Re: [css3-syntax] Reviving the spec, starting with the parser from Tab Atkins Jr. on 2012-04-12 (www-style@w3.org from April 2012)

From: Tab Atkins Jr. <jackalmage@gmail.com>
Date: Thu, 12 Apr 2012 08:22:31 -0700
To: Simon Sapin <simon.sapin@kozea.fr>
Cc: www-style list <www-style@w3.org>
Message-ID: <CAAWBYDBh8qSeZ_CP3hcdPZDkrXG9LKbAK9tTCWPkxcCTAsQf+A@mail.gmail.com>
On Thu, Apr 12, 2012 at 5:54 AM, Simon Sapin <simon.sapin@kozea.fr> wrote:
> Maybe it should be clarified near the start that whenever the rest of the
> text says "character", it really means "codepoint". The tokenizer and parser
> never need to know about Unicode normalization, combining characters, these
> kind of gory details.

This is expressed in the "overview of the parsing model" section,
where it explicitly defines the input as a stream of unicode code
points.  The rest of the algorithm consistently refers to code points
as well.


> Is there a reason to have a different handling of \r and \f? (U+000C and
> U+000D) Why not convert \f to \n, just like it is done for \r?

As far as I can tell, this would be fine to do.  \f is never treated
differently than \n (they both fall into the "newline" category, which
is the only way I ever mention them).


> There are a few mentions of "HTML DOM", "document.write()" and "insertion
> point". These do not seem necessary.

Yeah, the opening sections were just copied from HTML and lightly
modified.  I'll need to rewrite them more.


> The tokenizer sometimes looks ahead to decide what to do (eg. is '+'
> followed by a digit?), sometimes has more states (eg. hash state vs.
> hash-rest state). These two techniques look similar. Or they not equivalent?
> When both would work, is there a general principle to choose which to use
> when writing this spec?

I'm probably not 100% consistent, but I tried to always prefer using
more states, and only leaning on lookahead when it was necessary to
avoid emitting more than one token before returning to the "data"
state.

The two techniques are equivalent if you don't care about receiving
multiple tokens per call, or if you're okay with tracking additional
state to remember where you were in the parser, or if you're not doing
a piece-at-a-time scanner and are just tokenizing the whole thing at
once.  From what I understand, though, most implementations write
their tokenizer as a scanner that returns one token at a time, so I
tried to write the tokenizer to favor that style.


> Are the implementation required to actually have internally a state machine
> with the specified states, or can they do anything as long as they are
> equivalent? (Produce the same tokens on a given input.)

They just need to be black-box equivalent.  I'll make that clearer.
(I forget that CSS doesn't have that as a general policy, like HTML
does.)


> Backslash-unicode escapes and unicode ranges contain hexadecimal values for
> codepoints.

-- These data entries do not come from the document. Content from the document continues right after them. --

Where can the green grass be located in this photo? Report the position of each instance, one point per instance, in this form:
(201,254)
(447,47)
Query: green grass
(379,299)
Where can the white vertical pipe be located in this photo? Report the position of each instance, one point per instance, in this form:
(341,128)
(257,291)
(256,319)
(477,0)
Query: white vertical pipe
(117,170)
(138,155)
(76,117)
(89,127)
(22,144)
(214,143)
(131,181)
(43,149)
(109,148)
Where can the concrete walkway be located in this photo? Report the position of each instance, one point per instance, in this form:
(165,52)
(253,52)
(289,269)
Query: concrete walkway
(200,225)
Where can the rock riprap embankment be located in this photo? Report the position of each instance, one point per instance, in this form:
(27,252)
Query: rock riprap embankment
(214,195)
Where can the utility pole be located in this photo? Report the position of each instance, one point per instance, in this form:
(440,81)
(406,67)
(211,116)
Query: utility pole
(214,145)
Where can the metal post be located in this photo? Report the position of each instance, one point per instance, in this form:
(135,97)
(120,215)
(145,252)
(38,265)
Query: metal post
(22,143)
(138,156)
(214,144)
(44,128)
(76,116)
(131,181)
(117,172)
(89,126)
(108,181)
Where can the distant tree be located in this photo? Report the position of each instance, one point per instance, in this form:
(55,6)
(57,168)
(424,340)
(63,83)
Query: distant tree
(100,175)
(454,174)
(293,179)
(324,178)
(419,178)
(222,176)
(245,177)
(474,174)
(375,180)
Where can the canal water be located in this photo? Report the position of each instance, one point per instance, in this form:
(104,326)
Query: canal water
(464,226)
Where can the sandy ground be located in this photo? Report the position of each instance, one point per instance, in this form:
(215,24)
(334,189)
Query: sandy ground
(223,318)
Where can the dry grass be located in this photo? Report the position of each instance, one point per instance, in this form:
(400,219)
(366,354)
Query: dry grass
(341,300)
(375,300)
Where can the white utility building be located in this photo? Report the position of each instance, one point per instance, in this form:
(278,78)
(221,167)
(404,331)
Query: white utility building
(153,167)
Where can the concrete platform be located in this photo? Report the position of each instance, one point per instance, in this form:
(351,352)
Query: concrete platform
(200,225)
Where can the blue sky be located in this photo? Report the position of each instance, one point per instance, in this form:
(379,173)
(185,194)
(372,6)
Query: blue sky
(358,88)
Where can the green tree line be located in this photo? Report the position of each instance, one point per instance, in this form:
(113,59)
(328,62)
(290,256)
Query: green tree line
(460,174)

What should happen when we parse a value that is outside the
> range of codepoints supported by the platform?
> css3-fonts (the only usage of unicode ranges that I know of) says that
> ranges are clipped.
> css21 mentions using U+FFFD or something similar for out-of-range escapes.
> Both of these behaviors should be defined in css3-syntax.

Hmm, I think I can include that unicode-range behavior.

Also, it appears I forgot that unicode-ranges can contain question
marks.  I'll need to handle that.

You're right about out-of-range escapes.  I'll make that change.

> I also suggest making the supported range implementation-dependent. The
> current highest unicode codepoint is 0x10ffff, but some "broken" platforms
> only support up to 0xffff (ie. only inside the BMP).

CSS doesn't currently allow platforms to not support all of unicode.
Do you have specific examples of platforms in use that are broken in
this way that we should support?


> Also, \0 sometimes have a special meaning and cannot be used in the middle
> of a string. This could be expressed by having the supported range start at
> U+0001 instead of U+0000.

I just tested Chrome, Firefox, and IE 8, and only Chrome handles a \0
in a string correctly.  Firefox bails and pretends I was trying to
escape a '0', and IE is just *weird* - it emits a replacement
character and then turns the remainder of the string into replacement
characters too.

Implementors, what do you think?  Is this a simple bug you could fix,
or is it better to replace NULLs with something else, like U+FFFD?

~TJ
Received on Thursday, 12 April 2012 15:23:24 UTC